Ein Märchen schreiben gehört zu den schönsten und häufigsten Schreibaufgaben im Deutschunterricht. Meist begegnet sie dir in Klasse 5 oder 6, oft auch in einer Klassenarbeit. Auf den ersten Blick wirkt das leicht: Ein bisschen Zauber, ein König, ein gutes Ende, fertig. Doch ein gelungenes Märchen folgt klaren Regeln. Wer die typischen Merkmale kennt und sich an den richtigen Aufbau hält, schreibt fast automatisch ein überzeugendes Märchen. In diesem Artikel lernst du, was ein Märchen ausmacht, wie es aufgebaut ist und wie du Schritt für Schritt dein eigenes Märchen erfindest.
Was ist ein Märchen?
Ein Märchen ist eine erfundene, fantastische Erzählung, in der übernatürliche Dinge ganz selbstverständlich vorkommen. Tiere sprechen, Hexen zaubern, Zwerge helfen und das Gute siegt am Ende über das Böse. Märchen wurden über Jahrhunderte mündlich weitergegeben, bevor Sammler wie die Brüder Grimm sie aufgeschrieben haben. Deshalb haben sie keinen festen Autor und spielen in keiner bestimmten Zeit.
Beim Märchen schreiben geht es nicht darum, möglichst kompliziert zu sein. Im Gegenteil: Ein gutes Märchen ist einfach, klar und folgt einem festen Muster. Genau dieses Muster machst du dir zunutze, wenn du selbst eines verfasst.
Die wichtigsten Merkmale eines Märchens
Bevor du losschreibst, solltest du die typischen Märchenmerkmale kennen. Sie machen deinen Text erst zu einem echten Märchen:
- Fester Anfang und Schluss: "Es war einmal ..." am Anfang und "... und wenn sie nicht gestorben sind, dann leben sie noch heute" am Ende.
- Unbestimmte Zeit und Ort: Kein genaues Datum, kein echter Ortsname.

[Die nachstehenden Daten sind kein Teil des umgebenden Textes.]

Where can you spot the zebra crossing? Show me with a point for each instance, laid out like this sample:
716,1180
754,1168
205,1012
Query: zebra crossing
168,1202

Stattdessen "vor langer Zeit" oder "in einem fernen Königreich".
- Gut und Böse: Die Figuren sind klar eingeteilt. Es gibt freundliche Helden und böse Gegenspieler.
- Übernatürliches: Zauber, sprechende Tiere, Hexen, Feen, Riesen oder magische Gegenstände gehören dazu.
- Magische Zahlen: Besonders die Drei und die Sieben tauchen oft auf (drei Wünsche, sieben Zwerge, drei Prüfungen).
- Prüfungen und Aufgaben: Der Held muss eine Aufgabe bestehen, oft mithilfe eines Helfers.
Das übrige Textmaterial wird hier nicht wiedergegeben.